The Greens' house, brightly lit, with a dozen or more cars now parked before it, is a boxy two-story beige vinyl-clapboard-sided affair, unostentatious but commodious and well maintained, with fake-shuttered windows all around, and on it's creek side a large screened porch, open patio, pool, and small-boat dock. Shirley Green being active in the Heron Bay Estates Garden Club, the property is handsomely landscaped: The abundant rhododendrons, azaleas, and flowering trees have already finished blossoming for the season, but begonias, geraniums, daylilies, and roses abound along the front walk and driveway, around the foundation, and in numerous planters. As the foursome approach, the Bergmans tactfully walk a few paces ahead. Peter takes his wife's arm to comfort her.
"Sorry," Debbie apologizes again. "You know I wouldn't be thinking these things if we hadn't lost Julie." Her voice thickens. "She'd be fresh out of college now and headed for med school!" She can say no more.

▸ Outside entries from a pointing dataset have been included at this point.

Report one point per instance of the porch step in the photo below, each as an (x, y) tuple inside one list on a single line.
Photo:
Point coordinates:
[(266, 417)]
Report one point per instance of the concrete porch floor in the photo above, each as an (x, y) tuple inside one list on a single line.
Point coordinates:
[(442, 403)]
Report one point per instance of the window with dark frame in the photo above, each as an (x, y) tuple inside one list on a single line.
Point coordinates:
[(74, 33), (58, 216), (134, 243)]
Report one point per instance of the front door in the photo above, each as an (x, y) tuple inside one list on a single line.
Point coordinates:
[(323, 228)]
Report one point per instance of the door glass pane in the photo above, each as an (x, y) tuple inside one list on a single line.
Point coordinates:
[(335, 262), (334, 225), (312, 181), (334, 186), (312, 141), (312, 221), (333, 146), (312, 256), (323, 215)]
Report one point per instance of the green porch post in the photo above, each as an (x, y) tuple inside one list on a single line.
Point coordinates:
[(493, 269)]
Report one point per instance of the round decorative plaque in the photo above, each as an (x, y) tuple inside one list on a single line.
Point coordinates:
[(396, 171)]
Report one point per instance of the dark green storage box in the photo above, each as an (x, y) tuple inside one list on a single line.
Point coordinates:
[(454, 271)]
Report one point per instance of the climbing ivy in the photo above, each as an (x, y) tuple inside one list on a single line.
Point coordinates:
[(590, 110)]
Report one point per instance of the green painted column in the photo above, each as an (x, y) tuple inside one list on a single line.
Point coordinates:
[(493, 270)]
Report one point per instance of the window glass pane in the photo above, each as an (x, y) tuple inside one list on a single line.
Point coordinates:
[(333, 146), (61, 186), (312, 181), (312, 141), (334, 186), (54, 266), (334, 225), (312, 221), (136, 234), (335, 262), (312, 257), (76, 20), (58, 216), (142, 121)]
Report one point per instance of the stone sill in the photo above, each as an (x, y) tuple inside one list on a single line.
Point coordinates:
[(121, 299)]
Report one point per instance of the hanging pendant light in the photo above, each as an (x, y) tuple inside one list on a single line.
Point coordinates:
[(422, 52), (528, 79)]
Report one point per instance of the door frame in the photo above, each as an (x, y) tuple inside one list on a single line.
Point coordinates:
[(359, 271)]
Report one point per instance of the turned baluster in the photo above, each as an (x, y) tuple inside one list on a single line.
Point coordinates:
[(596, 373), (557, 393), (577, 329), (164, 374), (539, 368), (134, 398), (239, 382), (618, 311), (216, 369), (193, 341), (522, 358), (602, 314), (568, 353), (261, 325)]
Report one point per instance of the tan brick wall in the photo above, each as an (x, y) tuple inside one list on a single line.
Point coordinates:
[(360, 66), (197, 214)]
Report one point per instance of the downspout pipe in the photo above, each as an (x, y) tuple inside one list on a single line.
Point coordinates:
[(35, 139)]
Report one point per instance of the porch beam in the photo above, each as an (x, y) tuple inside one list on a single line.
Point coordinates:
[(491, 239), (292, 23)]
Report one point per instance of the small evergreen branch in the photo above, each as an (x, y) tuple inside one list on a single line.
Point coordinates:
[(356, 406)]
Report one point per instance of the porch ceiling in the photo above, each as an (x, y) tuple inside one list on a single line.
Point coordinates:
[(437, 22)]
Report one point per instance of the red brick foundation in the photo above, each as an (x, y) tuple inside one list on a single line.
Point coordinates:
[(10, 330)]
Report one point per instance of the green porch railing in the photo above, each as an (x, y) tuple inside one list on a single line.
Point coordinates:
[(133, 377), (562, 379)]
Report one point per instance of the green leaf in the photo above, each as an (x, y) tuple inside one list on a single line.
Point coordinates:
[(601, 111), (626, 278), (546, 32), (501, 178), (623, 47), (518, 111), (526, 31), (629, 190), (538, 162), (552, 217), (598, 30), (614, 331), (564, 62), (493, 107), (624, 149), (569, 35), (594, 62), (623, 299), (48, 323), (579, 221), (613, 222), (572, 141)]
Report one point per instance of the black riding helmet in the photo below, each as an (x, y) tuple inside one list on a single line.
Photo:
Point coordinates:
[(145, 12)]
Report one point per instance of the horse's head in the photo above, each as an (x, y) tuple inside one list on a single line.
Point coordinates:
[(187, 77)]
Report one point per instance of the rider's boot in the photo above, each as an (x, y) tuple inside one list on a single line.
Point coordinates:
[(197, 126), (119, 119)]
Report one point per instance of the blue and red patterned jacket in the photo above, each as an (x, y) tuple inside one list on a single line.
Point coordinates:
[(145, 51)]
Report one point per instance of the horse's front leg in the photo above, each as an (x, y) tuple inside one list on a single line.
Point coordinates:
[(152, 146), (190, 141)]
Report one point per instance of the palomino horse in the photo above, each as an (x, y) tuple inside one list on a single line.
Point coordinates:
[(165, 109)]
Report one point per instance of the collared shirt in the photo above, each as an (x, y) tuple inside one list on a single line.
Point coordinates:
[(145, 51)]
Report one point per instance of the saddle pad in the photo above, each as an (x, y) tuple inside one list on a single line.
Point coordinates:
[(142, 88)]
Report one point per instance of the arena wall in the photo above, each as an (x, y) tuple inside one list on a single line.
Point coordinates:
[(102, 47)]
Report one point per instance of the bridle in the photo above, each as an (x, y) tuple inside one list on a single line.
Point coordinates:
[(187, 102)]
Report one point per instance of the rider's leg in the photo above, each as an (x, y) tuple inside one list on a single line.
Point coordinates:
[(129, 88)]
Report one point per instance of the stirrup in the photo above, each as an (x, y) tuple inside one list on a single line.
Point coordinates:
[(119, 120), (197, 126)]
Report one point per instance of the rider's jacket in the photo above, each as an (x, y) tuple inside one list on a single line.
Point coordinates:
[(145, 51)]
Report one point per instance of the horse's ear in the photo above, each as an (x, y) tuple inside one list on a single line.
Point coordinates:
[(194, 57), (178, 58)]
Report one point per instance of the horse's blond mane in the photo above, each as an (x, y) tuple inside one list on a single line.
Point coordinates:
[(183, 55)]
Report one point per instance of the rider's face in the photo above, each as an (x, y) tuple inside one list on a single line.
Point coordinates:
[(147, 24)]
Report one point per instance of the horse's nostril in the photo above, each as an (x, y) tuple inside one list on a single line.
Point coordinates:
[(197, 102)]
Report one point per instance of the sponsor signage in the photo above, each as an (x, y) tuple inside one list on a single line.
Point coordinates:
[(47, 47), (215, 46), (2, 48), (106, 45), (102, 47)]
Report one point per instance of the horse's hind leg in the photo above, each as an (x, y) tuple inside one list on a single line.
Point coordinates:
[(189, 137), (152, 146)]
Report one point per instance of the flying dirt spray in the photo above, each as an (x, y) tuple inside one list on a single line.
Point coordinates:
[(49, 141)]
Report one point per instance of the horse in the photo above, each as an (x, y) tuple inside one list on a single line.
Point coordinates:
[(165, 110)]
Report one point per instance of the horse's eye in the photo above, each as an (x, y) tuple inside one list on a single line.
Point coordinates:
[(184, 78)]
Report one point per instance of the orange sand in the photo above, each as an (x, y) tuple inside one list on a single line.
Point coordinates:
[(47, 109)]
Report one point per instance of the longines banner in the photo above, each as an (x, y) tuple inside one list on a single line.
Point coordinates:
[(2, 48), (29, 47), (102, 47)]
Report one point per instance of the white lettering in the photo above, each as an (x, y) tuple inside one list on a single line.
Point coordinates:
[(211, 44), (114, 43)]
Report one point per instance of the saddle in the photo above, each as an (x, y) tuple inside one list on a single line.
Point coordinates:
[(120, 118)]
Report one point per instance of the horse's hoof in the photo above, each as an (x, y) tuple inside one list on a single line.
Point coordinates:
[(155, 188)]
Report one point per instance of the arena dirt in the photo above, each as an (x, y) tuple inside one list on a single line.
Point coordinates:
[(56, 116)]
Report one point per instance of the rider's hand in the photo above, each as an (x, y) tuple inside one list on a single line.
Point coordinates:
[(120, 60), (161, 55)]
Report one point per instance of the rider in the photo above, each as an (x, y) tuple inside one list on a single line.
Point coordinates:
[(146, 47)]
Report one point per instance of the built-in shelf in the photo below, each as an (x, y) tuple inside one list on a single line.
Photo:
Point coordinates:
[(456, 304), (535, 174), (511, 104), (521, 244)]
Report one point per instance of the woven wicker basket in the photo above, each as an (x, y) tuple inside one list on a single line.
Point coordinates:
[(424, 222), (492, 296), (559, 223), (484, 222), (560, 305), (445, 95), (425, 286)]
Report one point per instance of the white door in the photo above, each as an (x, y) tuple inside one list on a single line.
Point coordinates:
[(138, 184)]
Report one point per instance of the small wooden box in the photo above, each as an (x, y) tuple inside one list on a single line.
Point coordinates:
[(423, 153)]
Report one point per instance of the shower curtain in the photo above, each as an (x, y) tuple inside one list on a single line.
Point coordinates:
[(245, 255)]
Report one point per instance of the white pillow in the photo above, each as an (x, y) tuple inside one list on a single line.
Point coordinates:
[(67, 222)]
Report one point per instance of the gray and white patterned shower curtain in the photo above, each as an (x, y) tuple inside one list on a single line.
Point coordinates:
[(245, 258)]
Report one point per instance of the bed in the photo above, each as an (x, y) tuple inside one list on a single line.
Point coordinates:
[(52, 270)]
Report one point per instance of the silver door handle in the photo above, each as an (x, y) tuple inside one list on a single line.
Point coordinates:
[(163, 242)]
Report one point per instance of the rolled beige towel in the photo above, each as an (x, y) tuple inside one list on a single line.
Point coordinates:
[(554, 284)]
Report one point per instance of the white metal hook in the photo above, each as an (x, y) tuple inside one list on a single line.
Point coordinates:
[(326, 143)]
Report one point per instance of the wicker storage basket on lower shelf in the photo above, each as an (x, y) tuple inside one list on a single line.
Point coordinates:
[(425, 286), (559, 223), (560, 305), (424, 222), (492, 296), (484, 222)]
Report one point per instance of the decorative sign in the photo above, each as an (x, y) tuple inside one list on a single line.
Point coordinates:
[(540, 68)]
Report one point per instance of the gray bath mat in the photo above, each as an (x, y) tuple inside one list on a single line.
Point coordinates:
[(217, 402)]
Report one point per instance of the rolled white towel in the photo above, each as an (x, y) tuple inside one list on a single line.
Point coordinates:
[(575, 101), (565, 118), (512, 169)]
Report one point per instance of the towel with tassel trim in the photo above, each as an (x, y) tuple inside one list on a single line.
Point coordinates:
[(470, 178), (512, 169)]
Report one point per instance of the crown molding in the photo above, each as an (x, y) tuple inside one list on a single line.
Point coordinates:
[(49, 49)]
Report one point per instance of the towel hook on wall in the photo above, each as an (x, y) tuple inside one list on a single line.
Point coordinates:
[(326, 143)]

"I know, I know." As indeed Peter does, having been painfully reminded of that circumstance as he helped preside over Stratford's recent commencement exercises instead of attending their daughter's at Johns Hopkins. Off to medical school she'd be preparing herself to go, for arduous but happy years of general training, then specialization, internship, and residency; no doubt she'd meet and bond with some fellow physician-in-training along the way, and Peter and Debbie would help plan the wedding with her and their prospective son-in-law and look forward to grandchildren down the line to brighten their elder years, instead of Googling "suicide" on the Web…

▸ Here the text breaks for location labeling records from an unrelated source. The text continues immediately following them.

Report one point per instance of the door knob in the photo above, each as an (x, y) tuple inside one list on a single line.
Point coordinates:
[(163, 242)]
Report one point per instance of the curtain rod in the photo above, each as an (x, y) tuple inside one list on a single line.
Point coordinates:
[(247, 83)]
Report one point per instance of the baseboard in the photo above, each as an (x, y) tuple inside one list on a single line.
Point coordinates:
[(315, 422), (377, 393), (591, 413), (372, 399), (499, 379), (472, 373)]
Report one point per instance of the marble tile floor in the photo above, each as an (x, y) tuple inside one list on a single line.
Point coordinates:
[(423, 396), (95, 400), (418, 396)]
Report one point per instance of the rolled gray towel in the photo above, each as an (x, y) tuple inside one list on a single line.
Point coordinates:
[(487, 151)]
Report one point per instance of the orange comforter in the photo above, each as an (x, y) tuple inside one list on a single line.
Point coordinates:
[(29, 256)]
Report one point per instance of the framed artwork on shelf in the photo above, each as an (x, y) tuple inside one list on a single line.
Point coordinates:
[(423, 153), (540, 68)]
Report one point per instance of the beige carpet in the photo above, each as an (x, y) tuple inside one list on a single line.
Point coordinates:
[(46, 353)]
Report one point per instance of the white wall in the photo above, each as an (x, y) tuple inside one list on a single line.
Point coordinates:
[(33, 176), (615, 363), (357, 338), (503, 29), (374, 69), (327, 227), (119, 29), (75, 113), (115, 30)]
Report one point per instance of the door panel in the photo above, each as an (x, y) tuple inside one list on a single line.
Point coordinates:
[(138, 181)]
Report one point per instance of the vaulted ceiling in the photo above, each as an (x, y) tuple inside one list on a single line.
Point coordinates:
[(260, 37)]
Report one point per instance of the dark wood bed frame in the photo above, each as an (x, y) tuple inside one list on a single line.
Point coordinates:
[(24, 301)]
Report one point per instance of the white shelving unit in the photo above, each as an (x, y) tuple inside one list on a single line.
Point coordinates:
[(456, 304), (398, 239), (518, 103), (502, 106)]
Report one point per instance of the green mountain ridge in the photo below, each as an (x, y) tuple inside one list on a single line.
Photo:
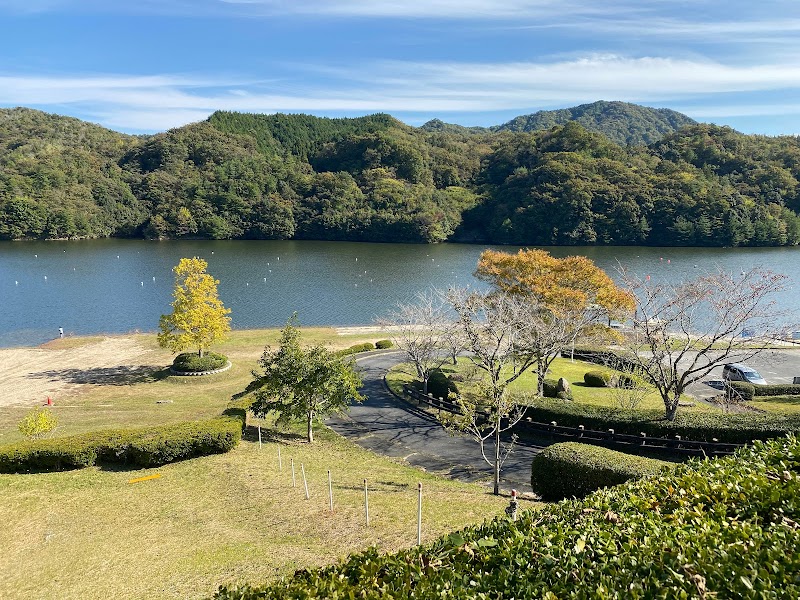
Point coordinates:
[(374, 178)]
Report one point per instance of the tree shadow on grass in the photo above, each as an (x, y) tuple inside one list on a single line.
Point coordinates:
[(122, 375)]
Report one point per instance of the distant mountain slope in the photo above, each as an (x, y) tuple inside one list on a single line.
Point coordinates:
[(621, 122)]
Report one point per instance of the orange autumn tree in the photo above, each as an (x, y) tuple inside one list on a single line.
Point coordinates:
[(572, 295)]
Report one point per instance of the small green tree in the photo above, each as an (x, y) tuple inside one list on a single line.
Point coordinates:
[(198, 317), (303, 383), (37, 423)]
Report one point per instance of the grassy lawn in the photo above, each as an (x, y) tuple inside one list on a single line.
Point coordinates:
[(572, 371), (212, 520), (150, 396), (217, 519)]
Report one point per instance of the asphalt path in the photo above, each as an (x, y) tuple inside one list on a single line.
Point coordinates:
[(776, 366), (393, 427)]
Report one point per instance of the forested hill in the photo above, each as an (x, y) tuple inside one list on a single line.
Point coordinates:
[(621, 122), (376, 179)]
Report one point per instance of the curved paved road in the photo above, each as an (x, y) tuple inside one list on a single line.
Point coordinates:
[(392, 427)]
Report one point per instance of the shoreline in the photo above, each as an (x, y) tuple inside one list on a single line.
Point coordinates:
[(65, 367)]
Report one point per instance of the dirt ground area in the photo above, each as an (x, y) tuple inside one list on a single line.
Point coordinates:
[(59, 369)]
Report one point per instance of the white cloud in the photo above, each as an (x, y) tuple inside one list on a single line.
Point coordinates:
[(159, 102)]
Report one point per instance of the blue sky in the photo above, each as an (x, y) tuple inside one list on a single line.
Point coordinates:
[(147, 65)]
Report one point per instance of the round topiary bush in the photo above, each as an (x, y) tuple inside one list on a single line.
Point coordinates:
[(550, 388), (190, 362), (596, 378)]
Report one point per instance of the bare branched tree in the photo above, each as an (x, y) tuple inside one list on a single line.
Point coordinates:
[(498, 329), (682, 331), (423, 330)]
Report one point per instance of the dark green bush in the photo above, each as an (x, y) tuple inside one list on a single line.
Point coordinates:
[(190, 362), (597, 378), (735, 428), (144, 447), (440, 385), (365, 347), (550, 388), (745, 390), (723, 528), (574, 470), (785, 389)]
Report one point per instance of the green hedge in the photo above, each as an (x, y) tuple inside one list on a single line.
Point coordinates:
[(785, 389), (190, 362), (737, 428), (550, 388), (365, 347), (723, 528), (744, 389), (597, 378), (144, 447), (574, 470)]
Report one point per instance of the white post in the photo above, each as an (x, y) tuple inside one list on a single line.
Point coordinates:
[(330, 490), (419, 514), (366, 502)]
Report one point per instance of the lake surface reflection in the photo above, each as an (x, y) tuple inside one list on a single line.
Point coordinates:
[(116, 286)]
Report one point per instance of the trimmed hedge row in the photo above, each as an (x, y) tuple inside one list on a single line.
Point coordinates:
[(737, 428), (144, 447), (190, 362), (574, 470), (723, 528)]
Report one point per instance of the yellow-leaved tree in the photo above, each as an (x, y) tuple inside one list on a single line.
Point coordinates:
[(198, 317), (572, 297)]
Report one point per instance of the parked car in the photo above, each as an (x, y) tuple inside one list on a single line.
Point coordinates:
[(740, 372)]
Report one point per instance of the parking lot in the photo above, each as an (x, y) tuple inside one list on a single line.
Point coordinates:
[(776, 366)]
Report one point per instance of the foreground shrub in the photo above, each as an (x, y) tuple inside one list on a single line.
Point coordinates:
[(365, 347), (597, 378), (190, 362), (144, 447), (574, 470), (724, 528), (734, 428)]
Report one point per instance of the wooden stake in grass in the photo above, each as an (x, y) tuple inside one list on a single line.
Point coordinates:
[(419, 514), (366, 502), (330, 491), (305, 483)]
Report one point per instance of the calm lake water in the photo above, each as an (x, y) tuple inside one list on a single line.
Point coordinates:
[(117, 286)]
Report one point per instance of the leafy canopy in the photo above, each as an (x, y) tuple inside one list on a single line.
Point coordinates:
[(198, 317), (303, 382)]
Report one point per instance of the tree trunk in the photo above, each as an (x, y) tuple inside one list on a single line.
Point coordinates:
[(497, 457), (671, 409)]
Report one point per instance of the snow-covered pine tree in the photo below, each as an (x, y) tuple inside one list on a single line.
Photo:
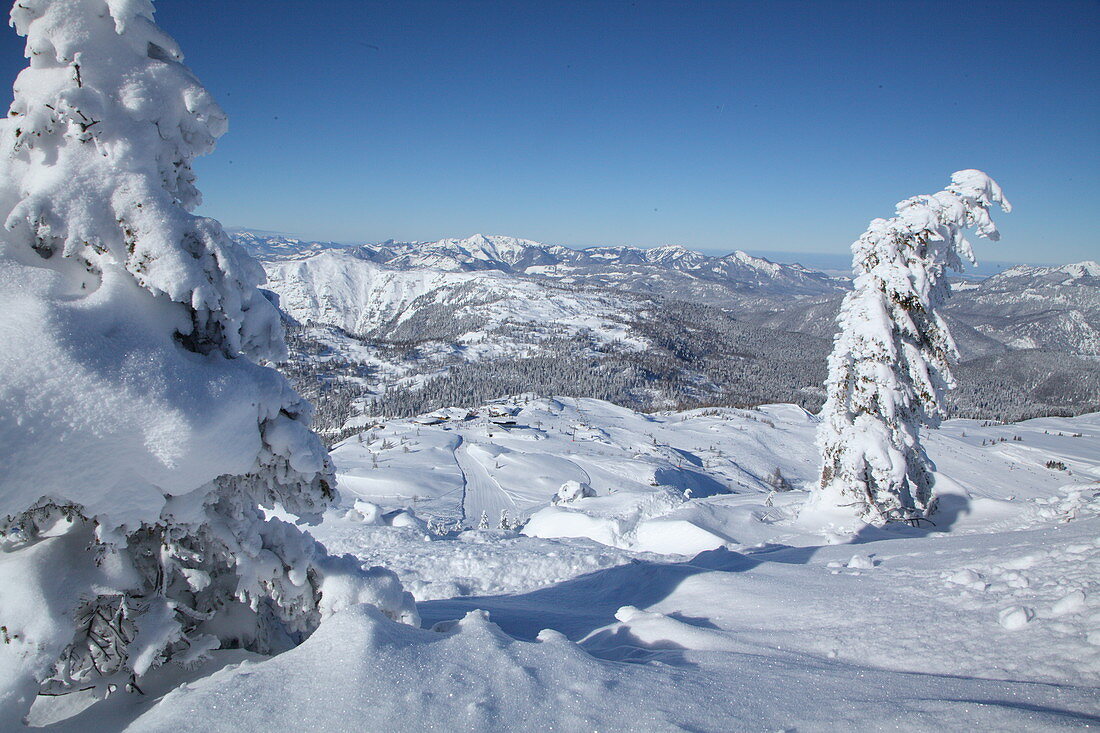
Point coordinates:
[(890, 361), (140, 438)]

Briefly but appreciatively she presses her forehead against his shoulder. Preceded by the Bergmans and followed now by other dessert-course arrivers, they make their way front-doorward to be greeted by eternally boyish Rob and ever-effervescent Shirley Green.

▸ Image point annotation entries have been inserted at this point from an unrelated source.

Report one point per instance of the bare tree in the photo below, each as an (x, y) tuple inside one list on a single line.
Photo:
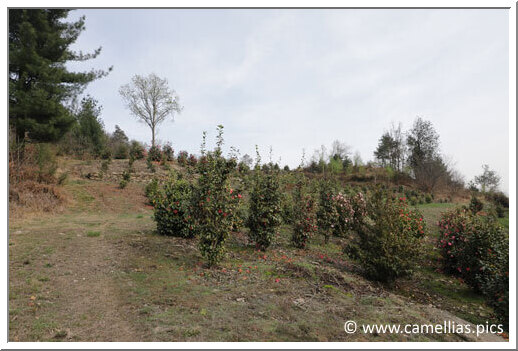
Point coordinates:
[(150, 100), (488, 180)]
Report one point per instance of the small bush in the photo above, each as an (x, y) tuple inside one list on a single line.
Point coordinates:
[(62, 179), (154, 154), (214, 202), (168, 152), (476, 248), (152, 189), (137, 150), (498, 199), (264, 209), (327, 214), (150, 165), (182, 158), (351, 212), (287, 211), (172, 210), (305, 224), (121, 151), (126, 177), (475, 205), (389, 238), (192, 160)]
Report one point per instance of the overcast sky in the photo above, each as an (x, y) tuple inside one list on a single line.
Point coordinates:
[(296, 79)]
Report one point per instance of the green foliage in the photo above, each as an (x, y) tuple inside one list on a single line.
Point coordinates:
[(498, 199), (136, 150), (327, 214), (152, 189), (40, 84), (351, 212), (90, 128), (305, 223), (150, 165), (168, 152), (154, 153), (389, 239), (172, 208), (121, 152), (126, 177), (475, 205), (214, 201), (476, 248), (264, 208), (182, 158)]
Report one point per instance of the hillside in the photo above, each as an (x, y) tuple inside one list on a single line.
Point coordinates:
[(97, 271)]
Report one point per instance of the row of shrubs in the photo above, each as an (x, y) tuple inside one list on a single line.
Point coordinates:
[(386, 232), (476, 248)]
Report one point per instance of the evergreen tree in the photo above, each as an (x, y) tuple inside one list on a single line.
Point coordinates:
[(40, 85), (90, 128)]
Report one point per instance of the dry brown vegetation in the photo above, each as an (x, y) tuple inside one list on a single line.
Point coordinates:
[(96, 271)]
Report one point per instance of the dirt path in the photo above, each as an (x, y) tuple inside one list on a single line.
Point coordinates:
[(96, 273), (70, 284)]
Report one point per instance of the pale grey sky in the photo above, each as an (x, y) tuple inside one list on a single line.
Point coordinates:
[(296, 79)]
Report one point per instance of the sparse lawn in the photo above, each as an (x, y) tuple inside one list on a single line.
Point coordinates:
[(130, 284)]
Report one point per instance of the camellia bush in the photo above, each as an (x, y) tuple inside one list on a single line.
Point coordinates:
[(327, 214), (305, 224), (264, 215), (154, 153), (214, 201), (351, 212), (389, 238), (476, 248), (172, 209)]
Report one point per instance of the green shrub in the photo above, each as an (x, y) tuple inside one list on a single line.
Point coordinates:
[(150, 165), (499, 210), (182, 158), (389, 238), (154, 153), (264, 215), (305, 223), (121, 151), (214, 202), (126, 177), (62, 179), (287, 211), (168, 152), (172, 208), (152, 189), (327, 214), (498, 199), (136, 151), (475, 205), (476, 248)]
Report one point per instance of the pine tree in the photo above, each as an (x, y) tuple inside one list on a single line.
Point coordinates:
[(40, 85)]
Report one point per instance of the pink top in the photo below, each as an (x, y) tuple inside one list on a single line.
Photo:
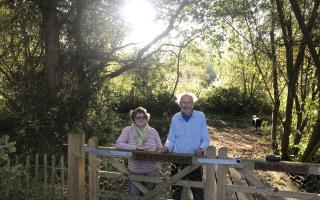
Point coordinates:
[(153, 142)]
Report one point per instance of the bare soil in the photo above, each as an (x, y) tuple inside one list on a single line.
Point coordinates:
[(248, 143)]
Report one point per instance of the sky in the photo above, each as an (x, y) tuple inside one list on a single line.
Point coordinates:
[(140, 15)]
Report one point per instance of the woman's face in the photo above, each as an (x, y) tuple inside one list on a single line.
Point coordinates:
[(140, 119)]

"Sweets are out on the porch, guys; wine and decaf in the kitchen. Beautiful evening, isn't it?"
"Better enjoy it while we can, I guess, before the hurricanes come."
"Yo there, Barneses! What do you think of your new neighborhood so far?"
"Totally awesome! Nothing like this in Blue Crab Bight."
"We can't wait to move in, ghosts or no ghosts. Our daughter Tiffany's off to France for six weeks, but it's the rest of the family's summer project."
"So enjoy every minute of it. Shall we check out the goodies, Deb?"
"Calories, here we come! Excuse us, people."
But over chocolate cheesecake and decaffeinated coffee on the torch-lit patio, Judy Barnes reapproaches Debbie to report that Marsha Pitt, their entrée hostess, told them the terrible news of the Simpsons' daughter's accident. "Joe and I are so sorry for you and Peter! We can't imagine …"
All appetite gone, "Neither can we," Debbie assures her. "We've quit trying to."
And just a few minutes later, as the Simpsons are conferring on how soon they can leave without seeming rude, Paul and Peggy Ashton come over, each with a glass of pale sherry in one hand and a chocolate fudge brownie in the other, to announce their solution to that Ugandan orphan girl business.